A Survey on Graph-Based Deep Learning for Computational Histopathology
David Ahmedt-Aristizabal, Mohammad Ali Armin, Simon Denman, Clinton Fookes, Lars Petersson
TL;DR
This survey addresses the shift from patch-based CNN analysis to graph-based deep learning for computational histopathology, arguing that entity-graphs—cell-, patch-, tissue-, and hierarchical graphs—better capture micro- and macro-architectural tissue context. It synthesizes graph representations, core GNN architectures, pooling and interpretability methods, and a broad range of applications across breast, colorectal, prostate, lung, skin, cervical, and renal cancers, highlighting strong performance and interpretability benefits. The review also identifies critical open challenges, including graph construction, integration of expert knowledge, training efficiency, and explainability, and outlines future directions for clinical adoption. Overall, graph-based DL offers a principled path to richer tissue modeling and potential improvements in diagnostic accuracy and clinician trust, with practical impact in precision pathology. $Z$-score-like insights and topological analyses are used to explain tissue-level decisions, illustrating the potential for interpretable, multiscale pathology reasoning.
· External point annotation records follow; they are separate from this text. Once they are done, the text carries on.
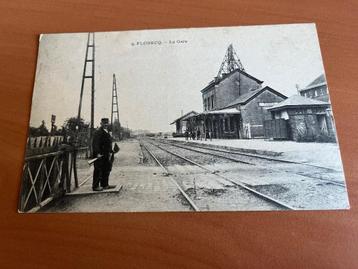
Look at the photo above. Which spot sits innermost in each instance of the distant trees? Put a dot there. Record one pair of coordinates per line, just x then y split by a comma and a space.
71, 124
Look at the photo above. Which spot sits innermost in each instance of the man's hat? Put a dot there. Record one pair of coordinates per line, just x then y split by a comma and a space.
105, 120
115, 148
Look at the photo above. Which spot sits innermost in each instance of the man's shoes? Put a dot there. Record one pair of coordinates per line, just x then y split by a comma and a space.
97, 189
109, 187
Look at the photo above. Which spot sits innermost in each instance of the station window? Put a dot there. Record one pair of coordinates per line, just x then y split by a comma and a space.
226, 125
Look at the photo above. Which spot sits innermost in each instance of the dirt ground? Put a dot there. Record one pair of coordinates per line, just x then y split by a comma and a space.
147, 187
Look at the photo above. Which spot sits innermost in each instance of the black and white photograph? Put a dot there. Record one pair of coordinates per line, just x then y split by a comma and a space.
195, 119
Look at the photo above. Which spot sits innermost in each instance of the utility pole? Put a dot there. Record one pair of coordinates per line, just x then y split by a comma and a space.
115, 110
89, 62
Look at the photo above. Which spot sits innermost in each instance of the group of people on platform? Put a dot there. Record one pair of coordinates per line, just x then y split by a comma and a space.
197, 135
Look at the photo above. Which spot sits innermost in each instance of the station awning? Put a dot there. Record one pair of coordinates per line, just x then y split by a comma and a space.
222, 111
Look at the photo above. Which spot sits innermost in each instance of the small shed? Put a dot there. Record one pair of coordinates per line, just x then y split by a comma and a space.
182, 123
307, 119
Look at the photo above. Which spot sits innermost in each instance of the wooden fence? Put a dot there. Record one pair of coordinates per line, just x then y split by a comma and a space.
49, 171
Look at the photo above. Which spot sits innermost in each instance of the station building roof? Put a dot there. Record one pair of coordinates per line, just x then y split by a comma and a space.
247, 97
319, 81
298, 101
225, 76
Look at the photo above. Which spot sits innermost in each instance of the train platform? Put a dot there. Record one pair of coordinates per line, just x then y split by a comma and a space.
320, 154
140, 188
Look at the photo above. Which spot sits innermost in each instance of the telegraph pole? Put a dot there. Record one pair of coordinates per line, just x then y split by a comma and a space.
115, 109
89, 62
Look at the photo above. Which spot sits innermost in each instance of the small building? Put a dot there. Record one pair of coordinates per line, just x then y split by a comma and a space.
182, 123
241, 117
317, 89
305, 119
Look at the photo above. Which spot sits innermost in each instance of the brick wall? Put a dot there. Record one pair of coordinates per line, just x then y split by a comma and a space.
255, 115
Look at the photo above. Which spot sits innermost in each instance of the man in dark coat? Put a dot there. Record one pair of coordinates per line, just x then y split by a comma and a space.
102, 149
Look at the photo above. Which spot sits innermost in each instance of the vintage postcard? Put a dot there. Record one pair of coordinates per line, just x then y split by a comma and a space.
198, 119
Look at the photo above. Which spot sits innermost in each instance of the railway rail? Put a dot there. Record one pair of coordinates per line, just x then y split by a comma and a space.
238, 183
210, 151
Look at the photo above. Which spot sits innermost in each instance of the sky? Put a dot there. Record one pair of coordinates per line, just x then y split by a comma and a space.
157, 82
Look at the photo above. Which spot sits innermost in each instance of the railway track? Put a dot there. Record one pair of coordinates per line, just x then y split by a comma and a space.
241, 185
186, 197
220, 152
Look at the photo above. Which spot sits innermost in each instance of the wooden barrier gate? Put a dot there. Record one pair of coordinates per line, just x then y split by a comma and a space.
48, 173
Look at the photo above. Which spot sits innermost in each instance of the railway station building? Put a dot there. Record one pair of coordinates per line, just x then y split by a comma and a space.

The field remains nascent, with opportunities to standardize graph generation, leverage multimodal data, and translate methods into routine clinical workflows.
Abstract
With the remarkable success of representation learning for prediction problems, we have witnessed a rapid expansion of the use of machine learning and deep learning for the analysis of digital pathology and biopsy image patches. However, learning over patch-wise features using convolutional neural networks limits the ability of the model to capture global contextual information and comprehensively model tissue composition. The phenotypical and topological distribution of constituent histological entities play a critical role in tissue diagnosis. As such, graph data representations and deep learning have attracted significant attention for encoding tissue representations, and capturing intra- and inter- entity level interactions. In this review, we provide a conceptual grounding for graph analytics in digital pathology, including entity-graph construction and graph architectures, and present their current success for tumor localization and classification, tumor invasion and staging, image retrieval, and survival prediction. We provide an overview of these methods in a systematic manner organized by the graph representation of the input image, scale, and organ on which they operate. We also outline the limitations of existing techniques, and suggest potential future research directions in this domain.